- Born: Tadaki Nishiyama 9 February 1950 Hōfu, Yamaguchi Prefecture, Japan
- Died: 24 November 2023 (aged 73) Tokyo, Japan
- Other names: Ayumi Date
- Occupation: Writer

= Shizuka Ijūin =

Japanese writer and lyricist (1950–2023)

Tadaki Nishiyama (西山 忠来; 9 February 1950 – 24 November 2023), better known under the pen names Shizuka Ijūin (伊集院静) and 	Ayumi Date (伊達 歩), was a Japanese writer and lyricist.

==Life and career==
Born in Hōfu, Ijūin graduated in letters from Rikkyo University and then worked several years as commercial director for an advertising agency. In 1981 he made his literary debut with the novel Satsuki, and in 1992 he won the Naoki Prize for the collection of short stories Ukezuki. Among his best known works, the autobiographical novel trilogy Kaikyo and the best-selling series of essays Otona no Ryugi, which sold over 2 million copies. He was also active as a lyricist, penning several hits for Masahiko Kondō.
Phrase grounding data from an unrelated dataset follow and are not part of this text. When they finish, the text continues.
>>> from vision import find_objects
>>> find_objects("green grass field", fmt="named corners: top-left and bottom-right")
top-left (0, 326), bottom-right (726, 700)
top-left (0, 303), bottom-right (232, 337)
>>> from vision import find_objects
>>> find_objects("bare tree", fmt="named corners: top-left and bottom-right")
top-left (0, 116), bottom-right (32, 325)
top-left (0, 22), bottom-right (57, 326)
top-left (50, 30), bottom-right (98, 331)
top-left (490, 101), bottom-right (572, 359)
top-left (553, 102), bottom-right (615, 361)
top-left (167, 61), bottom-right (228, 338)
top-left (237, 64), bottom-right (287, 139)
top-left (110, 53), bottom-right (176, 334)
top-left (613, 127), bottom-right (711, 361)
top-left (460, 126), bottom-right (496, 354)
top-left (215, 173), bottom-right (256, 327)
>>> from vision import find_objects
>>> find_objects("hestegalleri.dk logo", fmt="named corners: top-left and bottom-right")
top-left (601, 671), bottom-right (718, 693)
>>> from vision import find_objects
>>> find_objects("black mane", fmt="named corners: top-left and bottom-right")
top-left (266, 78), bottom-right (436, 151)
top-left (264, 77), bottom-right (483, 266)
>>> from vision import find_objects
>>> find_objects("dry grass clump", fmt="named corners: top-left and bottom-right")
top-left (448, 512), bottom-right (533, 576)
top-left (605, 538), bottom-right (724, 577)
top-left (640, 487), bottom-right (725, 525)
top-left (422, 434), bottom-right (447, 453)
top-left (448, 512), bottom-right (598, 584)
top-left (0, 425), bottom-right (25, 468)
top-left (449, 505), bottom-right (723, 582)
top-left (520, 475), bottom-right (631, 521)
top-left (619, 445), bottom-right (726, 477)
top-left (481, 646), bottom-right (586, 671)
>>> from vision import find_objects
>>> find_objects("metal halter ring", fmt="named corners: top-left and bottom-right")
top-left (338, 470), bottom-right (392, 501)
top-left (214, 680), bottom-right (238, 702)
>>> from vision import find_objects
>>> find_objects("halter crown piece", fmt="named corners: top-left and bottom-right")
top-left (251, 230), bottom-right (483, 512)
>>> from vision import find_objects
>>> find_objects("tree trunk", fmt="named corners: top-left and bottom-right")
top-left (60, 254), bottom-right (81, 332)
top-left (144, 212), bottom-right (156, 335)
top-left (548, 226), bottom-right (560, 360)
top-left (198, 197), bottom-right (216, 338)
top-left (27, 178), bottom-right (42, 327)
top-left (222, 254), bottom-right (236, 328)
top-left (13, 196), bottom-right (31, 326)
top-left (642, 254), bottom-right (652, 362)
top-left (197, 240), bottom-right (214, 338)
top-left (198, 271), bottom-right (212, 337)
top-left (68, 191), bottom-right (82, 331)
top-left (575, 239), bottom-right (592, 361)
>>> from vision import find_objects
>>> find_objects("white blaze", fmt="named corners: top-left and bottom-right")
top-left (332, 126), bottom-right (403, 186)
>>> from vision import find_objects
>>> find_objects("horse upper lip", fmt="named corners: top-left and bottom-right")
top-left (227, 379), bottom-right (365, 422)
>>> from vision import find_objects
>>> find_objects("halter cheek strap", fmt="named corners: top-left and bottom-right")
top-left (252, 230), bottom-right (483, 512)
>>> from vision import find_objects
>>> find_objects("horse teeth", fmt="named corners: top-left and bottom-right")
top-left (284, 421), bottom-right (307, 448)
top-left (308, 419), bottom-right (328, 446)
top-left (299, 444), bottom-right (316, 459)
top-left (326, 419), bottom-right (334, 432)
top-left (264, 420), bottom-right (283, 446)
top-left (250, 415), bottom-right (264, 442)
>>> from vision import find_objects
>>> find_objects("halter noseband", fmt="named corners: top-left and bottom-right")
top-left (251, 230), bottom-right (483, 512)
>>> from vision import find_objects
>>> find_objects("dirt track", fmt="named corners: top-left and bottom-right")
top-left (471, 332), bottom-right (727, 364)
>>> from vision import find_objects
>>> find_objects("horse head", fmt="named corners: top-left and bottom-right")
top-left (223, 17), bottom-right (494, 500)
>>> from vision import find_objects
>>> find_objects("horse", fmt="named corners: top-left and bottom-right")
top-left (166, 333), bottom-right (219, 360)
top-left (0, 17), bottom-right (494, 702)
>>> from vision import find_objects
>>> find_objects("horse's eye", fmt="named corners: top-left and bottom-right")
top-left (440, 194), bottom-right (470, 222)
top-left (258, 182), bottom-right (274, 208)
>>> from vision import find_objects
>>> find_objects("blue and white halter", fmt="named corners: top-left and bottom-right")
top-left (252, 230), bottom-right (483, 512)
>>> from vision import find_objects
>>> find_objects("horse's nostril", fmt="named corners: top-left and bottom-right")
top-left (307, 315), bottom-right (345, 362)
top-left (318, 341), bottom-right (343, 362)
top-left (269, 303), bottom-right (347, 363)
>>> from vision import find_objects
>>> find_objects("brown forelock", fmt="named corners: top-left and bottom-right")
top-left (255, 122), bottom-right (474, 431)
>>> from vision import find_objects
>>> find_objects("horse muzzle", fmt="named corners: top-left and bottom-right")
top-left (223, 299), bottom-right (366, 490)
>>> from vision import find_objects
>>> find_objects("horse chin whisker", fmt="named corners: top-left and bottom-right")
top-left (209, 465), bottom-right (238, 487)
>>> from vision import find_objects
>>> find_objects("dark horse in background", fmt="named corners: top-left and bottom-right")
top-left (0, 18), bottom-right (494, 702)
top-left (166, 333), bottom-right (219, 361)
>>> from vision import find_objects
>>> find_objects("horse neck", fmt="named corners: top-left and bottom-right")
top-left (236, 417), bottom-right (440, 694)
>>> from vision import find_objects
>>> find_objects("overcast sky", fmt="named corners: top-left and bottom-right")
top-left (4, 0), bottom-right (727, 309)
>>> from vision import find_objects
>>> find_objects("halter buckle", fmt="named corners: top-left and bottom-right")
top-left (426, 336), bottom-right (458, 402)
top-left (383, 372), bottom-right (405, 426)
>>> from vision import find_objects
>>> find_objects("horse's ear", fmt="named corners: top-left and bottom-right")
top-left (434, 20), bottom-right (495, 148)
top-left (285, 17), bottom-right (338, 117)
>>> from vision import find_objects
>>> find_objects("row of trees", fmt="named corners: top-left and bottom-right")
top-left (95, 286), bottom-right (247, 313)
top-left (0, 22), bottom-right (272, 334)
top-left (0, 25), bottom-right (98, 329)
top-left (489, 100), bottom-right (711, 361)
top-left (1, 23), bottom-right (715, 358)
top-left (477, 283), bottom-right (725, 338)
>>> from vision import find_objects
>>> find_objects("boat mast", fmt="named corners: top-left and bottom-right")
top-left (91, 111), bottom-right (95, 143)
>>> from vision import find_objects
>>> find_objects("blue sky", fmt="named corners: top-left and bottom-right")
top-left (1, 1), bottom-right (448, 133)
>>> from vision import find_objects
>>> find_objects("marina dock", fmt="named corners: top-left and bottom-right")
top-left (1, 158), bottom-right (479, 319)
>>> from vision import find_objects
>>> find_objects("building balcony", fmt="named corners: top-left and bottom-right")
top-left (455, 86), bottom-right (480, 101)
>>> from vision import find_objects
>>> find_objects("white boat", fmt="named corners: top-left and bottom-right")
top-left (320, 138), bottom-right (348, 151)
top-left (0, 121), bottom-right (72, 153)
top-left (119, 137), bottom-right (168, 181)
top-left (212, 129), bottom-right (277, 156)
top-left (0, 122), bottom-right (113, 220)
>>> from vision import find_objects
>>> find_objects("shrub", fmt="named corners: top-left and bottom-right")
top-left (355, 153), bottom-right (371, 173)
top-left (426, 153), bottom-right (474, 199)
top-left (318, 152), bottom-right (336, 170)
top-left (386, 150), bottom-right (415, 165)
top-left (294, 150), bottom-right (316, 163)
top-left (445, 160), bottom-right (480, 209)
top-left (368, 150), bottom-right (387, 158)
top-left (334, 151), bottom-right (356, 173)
===Personal life and death===
Ijūin was married to Masako Natsume from 1984 to 1985, when she died of leukemia, and to actress Hiroko Shino from 1992 until his death.

After surviving a subarachnoid haemorrhage in 2020, Ijūin died of intrahepatic bile ducts cancer on 24 November 2023, at the age of 73.